Despite high hopes for a solid holiday weekend performance, the U.S. hotel industry saw its steady recovery progress plateau the week of July 4, according hotel data analytics firm STR.
"We hit the bottom for the industry the week of April 11, and it's been improving ever since, but we actually saw a reversal of that with the week ending July 4," said STR senior consultant Hannah Smith during an Americas Lodging Investment Summit (ALIS) Summer Update webinar event on July 13. "Everyone was projecting a big week for the industry, but we saw this come right as some areas, [including] Texas beach areas and Florida, started to reclose bars and beaches, and that caused a rollback in occupancy in a lot of those markets."
STR data shows the number of U.S. rooms sold the week of July 4 totaled 16.1 million rooms, which was slightly below the number of rooms sold the week prior.
In addition to slowing rebound trends, Smith reported that the economy sector now represents the lion's share of U.S. demand. According to STR, the economy segment accounted for 41% of U.S. hotel demand for May, versus just 25% of demand in May 2019.
Meanwhile, upper upscale and luxury hotels accounted for just 8% of U.S. hotel demand in May, down from 21% in May 2019.

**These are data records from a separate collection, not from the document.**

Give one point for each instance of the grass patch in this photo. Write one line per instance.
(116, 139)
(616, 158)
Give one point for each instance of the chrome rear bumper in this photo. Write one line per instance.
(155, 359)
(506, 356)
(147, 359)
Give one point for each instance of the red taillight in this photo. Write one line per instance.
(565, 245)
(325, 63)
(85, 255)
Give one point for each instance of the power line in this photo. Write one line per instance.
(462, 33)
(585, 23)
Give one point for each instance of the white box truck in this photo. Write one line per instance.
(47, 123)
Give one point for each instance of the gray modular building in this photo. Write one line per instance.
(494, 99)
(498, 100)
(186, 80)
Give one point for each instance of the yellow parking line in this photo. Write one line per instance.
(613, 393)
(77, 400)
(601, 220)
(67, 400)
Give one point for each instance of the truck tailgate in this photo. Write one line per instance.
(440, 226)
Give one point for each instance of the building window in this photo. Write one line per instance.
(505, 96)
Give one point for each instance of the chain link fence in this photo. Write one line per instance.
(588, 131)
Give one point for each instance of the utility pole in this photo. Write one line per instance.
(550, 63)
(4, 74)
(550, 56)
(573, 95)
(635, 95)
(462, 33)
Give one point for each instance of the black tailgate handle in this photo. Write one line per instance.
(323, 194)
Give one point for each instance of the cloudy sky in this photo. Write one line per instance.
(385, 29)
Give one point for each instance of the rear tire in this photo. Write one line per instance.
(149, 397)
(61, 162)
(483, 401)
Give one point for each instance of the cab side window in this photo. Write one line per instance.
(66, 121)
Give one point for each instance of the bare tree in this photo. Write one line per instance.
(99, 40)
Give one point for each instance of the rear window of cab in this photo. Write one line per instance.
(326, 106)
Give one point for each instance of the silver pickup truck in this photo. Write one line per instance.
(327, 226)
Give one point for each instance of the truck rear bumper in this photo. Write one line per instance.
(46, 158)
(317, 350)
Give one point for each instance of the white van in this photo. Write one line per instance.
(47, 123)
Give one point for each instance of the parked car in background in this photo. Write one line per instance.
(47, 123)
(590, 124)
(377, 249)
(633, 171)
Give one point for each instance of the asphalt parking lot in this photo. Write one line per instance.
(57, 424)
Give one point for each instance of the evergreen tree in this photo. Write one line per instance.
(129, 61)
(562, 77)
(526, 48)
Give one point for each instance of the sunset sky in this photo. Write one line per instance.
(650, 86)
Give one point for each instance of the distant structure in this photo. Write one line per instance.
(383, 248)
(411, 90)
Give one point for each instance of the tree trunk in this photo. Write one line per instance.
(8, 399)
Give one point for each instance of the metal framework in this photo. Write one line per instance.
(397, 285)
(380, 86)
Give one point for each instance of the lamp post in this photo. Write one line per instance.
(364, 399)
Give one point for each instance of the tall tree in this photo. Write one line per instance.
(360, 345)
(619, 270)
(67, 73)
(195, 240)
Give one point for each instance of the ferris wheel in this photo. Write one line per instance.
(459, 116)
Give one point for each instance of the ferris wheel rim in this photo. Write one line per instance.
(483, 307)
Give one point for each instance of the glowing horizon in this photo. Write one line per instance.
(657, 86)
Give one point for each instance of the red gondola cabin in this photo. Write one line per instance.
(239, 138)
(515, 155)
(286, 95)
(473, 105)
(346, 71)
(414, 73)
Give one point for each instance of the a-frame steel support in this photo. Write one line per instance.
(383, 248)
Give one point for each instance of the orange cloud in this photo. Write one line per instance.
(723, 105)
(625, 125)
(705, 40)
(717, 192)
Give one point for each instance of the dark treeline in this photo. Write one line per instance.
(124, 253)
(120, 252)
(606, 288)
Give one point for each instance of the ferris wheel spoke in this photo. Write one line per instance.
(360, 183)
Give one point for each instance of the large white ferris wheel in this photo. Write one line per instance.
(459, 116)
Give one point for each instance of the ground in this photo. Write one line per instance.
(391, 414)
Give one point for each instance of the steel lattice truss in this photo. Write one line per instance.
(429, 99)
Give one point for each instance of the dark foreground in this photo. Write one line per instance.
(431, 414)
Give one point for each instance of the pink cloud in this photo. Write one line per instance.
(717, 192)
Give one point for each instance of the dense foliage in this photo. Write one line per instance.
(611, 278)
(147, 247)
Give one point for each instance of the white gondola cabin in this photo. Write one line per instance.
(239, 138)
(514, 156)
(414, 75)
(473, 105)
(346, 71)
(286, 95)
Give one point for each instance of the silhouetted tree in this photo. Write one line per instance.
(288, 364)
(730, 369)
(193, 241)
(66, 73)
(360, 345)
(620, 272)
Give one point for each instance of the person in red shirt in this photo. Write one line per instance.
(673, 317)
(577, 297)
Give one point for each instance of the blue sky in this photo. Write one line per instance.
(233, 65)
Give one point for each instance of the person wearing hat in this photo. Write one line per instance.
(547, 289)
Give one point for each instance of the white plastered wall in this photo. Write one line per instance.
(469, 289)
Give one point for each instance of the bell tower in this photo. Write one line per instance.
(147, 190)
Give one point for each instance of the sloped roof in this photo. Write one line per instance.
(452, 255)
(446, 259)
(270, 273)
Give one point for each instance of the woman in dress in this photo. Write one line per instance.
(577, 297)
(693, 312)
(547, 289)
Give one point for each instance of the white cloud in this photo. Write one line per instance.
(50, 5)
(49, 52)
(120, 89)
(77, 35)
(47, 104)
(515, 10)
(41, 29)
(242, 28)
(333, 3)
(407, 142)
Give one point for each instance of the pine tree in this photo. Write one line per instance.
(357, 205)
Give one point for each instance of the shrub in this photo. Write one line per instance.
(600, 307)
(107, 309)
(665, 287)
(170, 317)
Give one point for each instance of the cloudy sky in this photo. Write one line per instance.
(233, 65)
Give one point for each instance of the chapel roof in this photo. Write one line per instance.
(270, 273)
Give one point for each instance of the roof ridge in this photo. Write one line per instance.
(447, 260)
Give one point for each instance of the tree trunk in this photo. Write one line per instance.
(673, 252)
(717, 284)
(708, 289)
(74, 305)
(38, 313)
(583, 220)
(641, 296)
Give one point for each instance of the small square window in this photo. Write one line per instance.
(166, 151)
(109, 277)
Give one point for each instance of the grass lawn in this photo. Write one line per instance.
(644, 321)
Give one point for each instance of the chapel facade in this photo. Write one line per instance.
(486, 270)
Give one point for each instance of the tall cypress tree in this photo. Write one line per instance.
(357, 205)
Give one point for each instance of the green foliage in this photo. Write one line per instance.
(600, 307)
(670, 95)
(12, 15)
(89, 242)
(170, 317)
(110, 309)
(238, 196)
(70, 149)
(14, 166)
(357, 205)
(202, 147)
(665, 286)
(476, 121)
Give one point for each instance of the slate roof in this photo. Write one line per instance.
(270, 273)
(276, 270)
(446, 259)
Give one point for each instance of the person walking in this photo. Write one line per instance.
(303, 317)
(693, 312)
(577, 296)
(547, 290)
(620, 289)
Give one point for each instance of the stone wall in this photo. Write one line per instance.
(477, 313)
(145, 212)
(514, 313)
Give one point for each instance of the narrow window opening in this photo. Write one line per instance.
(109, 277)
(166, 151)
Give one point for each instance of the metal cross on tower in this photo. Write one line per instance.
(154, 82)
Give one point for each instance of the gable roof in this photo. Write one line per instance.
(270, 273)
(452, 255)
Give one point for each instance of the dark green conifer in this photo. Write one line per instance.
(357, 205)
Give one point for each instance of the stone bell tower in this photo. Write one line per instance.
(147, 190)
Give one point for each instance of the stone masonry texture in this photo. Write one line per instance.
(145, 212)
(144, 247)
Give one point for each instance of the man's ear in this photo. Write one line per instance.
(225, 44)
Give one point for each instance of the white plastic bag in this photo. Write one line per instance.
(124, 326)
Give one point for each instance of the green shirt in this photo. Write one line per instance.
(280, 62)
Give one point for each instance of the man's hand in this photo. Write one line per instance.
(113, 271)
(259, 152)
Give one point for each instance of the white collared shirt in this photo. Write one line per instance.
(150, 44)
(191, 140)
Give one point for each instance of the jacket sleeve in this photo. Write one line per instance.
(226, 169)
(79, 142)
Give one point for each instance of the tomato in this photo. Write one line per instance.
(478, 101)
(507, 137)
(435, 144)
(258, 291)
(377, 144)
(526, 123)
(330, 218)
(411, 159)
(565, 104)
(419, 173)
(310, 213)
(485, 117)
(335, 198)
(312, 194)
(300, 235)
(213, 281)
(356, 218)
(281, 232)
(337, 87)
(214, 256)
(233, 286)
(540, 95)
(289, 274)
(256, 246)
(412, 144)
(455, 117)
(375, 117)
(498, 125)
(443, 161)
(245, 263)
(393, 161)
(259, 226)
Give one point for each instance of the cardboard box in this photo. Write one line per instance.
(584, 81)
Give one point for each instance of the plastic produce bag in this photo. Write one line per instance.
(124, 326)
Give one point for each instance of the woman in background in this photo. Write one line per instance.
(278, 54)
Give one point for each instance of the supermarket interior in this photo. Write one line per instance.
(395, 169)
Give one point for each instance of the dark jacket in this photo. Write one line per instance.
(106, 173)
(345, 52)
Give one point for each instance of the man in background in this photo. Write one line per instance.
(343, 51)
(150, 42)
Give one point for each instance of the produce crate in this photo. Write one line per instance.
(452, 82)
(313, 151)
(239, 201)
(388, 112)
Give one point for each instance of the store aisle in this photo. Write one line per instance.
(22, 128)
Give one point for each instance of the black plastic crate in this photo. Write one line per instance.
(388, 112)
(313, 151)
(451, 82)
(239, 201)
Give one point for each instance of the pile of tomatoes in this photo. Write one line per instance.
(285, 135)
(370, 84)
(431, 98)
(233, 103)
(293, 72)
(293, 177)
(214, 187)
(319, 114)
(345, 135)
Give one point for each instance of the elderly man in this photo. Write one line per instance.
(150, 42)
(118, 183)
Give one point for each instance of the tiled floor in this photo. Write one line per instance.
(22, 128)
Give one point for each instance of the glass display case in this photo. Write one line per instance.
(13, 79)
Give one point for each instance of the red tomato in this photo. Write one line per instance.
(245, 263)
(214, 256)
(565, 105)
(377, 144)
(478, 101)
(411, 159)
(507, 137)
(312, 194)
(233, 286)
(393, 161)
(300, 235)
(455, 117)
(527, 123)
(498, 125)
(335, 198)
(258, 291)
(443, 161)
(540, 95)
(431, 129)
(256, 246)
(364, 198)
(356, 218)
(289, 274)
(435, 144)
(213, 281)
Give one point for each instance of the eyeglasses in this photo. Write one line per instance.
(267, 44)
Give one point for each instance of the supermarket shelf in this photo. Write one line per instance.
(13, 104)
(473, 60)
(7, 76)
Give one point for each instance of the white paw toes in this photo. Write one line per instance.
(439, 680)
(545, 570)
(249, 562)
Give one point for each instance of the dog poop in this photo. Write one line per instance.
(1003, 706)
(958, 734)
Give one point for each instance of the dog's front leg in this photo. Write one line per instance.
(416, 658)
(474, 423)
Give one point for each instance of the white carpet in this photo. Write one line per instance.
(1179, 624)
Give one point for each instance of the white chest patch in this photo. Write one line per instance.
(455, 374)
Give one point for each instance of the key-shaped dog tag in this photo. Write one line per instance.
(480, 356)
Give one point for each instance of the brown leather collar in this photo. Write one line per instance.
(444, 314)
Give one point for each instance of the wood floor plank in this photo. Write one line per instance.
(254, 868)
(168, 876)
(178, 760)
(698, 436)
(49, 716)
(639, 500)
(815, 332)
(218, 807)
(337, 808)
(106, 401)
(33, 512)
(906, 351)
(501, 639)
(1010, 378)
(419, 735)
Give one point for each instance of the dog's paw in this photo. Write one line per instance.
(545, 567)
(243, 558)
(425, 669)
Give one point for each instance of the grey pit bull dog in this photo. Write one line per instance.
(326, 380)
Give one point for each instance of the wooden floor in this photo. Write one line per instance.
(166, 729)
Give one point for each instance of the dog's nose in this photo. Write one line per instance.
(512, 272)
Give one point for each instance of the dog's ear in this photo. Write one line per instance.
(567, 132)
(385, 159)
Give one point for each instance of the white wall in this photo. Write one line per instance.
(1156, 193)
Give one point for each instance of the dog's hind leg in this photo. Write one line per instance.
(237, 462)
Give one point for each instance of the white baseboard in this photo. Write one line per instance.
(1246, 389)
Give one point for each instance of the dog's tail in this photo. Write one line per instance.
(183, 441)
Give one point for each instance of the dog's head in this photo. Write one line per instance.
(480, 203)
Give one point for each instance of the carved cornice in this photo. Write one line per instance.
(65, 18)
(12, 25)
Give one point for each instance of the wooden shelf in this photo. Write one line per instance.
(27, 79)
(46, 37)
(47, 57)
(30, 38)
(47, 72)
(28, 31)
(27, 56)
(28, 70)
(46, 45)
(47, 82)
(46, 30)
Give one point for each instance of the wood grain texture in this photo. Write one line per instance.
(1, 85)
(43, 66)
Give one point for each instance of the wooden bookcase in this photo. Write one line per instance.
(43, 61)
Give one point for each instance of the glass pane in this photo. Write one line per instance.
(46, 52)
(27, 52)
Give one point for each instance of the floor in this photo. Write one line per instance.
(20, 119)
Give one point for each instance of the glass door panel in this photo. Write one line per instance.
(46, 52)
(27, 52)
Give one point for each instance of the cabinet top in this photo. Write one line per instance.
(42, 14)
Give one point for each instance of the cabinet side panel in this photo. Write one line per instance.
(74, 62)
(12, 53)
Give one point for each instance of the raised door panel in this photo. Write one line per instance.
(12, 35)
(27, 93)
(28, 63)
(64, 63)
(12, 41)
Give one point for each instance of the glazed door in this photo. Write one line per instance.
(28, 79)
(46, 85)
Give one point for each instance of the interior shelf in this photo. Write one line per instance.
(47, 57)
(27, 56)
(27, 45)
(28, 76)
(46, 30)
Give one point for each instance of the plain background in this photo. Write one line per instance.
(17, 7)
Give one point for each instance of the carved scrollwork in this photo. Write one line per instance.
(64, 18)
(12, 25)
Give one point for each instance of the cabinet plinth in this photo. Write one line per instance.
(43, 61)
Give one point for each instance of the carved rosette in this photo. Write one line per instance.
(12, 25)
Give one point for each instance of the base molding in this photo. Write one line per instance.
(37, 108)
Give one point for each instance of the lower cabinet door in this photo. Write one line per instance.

"It's unsurprising that this [upper upscale and luxury] segment has been hurt the most," said Smith. "It's also the segment where we saw a lot of closures happen in April and May, and obviously they've been hit really hard by the loss of group and business travel."
Average daily rate (ADR) levels for STR's high-end classes have also contracted sharply, with the U.S. luxury class ADR for May at $185, versus $296 for the same month last year. The U.S. upper upscale ADR totaled $118 and $192 for May 2020 and May 2019, respectively.
According to Smith, these declines have caused "a kind of compression between the classes."
"In 2019, there was about a $120 difference between economy and upper upscale," Smith explained. "And now, in 2020, that same $120 difference will actually get you from economy to luxury class."
STR's 2020 hotel industry forecast predicts that U.S. revenue per available room (RevPAR) will decline 50.6% for the year, with industrywide ADR expected to dip 21.4%. Concurrently, occupancy is projected to fall 37.1%, while supply is set to rise 1.4%, and demand is predicted to fall 36.2%.